At Delta, the 100-year-old U.S. airline that runs about 4,000 flights a day worldwide, Vy and her team developed AI tools that analyze data and predict flight operations, from gate assignments to route and weather suggestions.
Most recently, Vy, who works in machine learning and artificial intelligence, rolled out an AI system that summarizes the long reports pilots often send in after flights. "Pilots often send 'letters from the heart' about problems during flights. With thousands of pilots, handling them manually took too long," the 28-year-old said. "The processing efficiency has improved significantly since the airline adopted this AI tool."
Vy's path to aviation AI was anything but straightforward.
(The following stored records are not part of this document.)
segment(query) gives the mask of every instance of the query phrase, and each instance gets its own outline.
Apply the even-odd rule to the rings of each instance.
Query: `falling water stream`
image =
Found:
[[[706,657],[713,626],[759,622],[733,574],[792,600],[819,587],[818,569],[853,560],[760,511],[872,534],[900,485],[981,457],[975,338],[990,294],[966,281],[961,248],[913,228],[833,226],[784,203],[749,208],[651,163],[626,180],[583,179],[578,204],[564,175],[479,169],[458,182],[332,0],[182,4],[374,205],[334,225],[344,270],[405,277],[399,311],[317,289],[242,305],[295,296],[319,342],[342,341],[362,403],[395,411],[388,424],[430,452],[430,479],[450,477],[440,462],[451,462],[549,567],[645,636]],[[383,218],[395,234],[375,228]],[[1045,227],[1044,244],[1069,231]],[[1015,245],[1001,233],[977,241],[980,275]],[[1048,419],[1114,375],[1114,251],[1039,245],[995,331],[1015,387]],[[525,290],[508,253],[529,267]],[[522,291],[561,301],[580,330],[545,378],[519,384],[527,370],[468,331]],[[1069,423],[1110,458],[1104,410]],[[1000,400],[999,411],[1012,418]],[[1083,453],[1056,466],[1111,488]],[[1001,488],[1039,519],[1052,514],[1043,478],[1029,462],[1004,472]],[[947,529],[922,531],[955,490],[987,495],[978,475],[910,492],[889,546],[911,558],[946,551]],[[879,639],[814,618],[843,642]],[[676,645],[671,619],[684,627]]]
After earning an economics degree in 2019, she studied for an MBA in Florida, then worked in data management at a U.S. consumer goods company. Struggling with limited technical skills, she quit to pursue a master's in data science at the University of Pennsylvania. There, a class on AI reasoning, and the rise of generative AI tools like ChatGPT, sparked her deeper interest.
She immersed herself in research, reading three to four papers a week and critiquing AI systems. "I gradually realized AI would play a crucial role in every field, including data, so I decided to dig deeper," she recalled.
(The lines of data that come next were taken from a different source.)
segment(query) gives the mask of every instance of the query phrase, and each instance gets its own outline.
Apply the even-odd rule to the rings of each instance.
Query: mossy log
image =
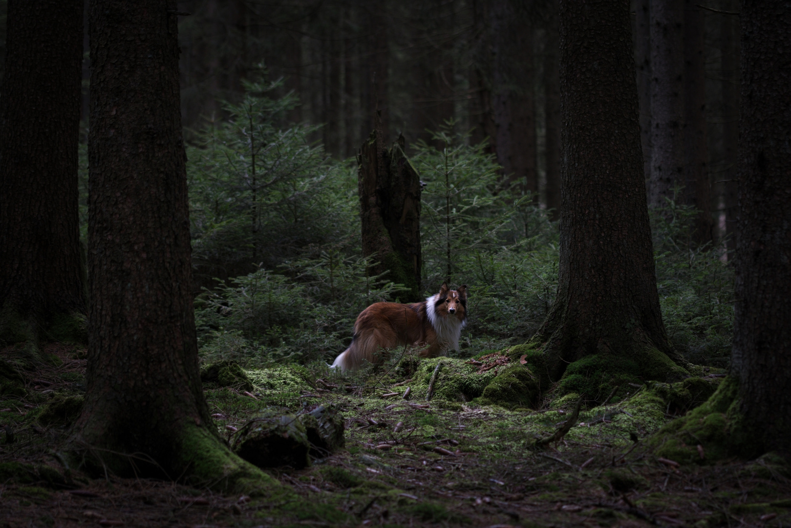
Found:
[[[234,435],[233,449],[259,468],[310,465],[310,455],[327,456],[343,446],[343,417],[320,405],[299,415],[270,408],[248,421]]]
[[[419,301],[422,266],[420,245],[420,178],[399,135],[390,149],[377,112],[375,127],[358,155],[358,191],[362,253],[378,264],[373,275],[388,277],[408,290],[403,300]]]
[[[247,373],[233,359],[223,359],[202,367],[200,379],[204,382],[217,383],[221,387],[240,390],[252,390],[252,382]]]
She went on to build AI tools like a research summarizer for IEEE and a chatbot that supported psychological studies for hundreds of patients.
Graduating in late 2024, Vy beat six rounds of selection to land her job at Delta. Four stages tested her technical knowledge and cultural fit, while two involved ability assessments.
Outside work, Vy shares AI knowledge with young learners. For advanced groups, she demonstrates how to train AI on domain-specific data and integrate tools like ChatGPT into workflows. For broader audiences, she teaches simple uses such as learning English with AI and writing better prompts.
Dinh Ngoc Thanh, vice president of the Global Vietnamese Young Intellectuals Network, said Vy has a rare ability to make AI approachable: "Vy has the talent for sharing knowledge and always prepares her lessons in a clear and structured way."
Vy believes the right mindset is to treat AI as a collaborator. She illustrates this with how she teaches people to research pollution in Hanoi using ChatGPT: instead of typing "write me a report on environmental pollution," she suggests providing a structure, requiring data and sources, and enabling search tools.
"If we set up the framework, inputs and outputs clearly with transparency, the results will be much better," she said.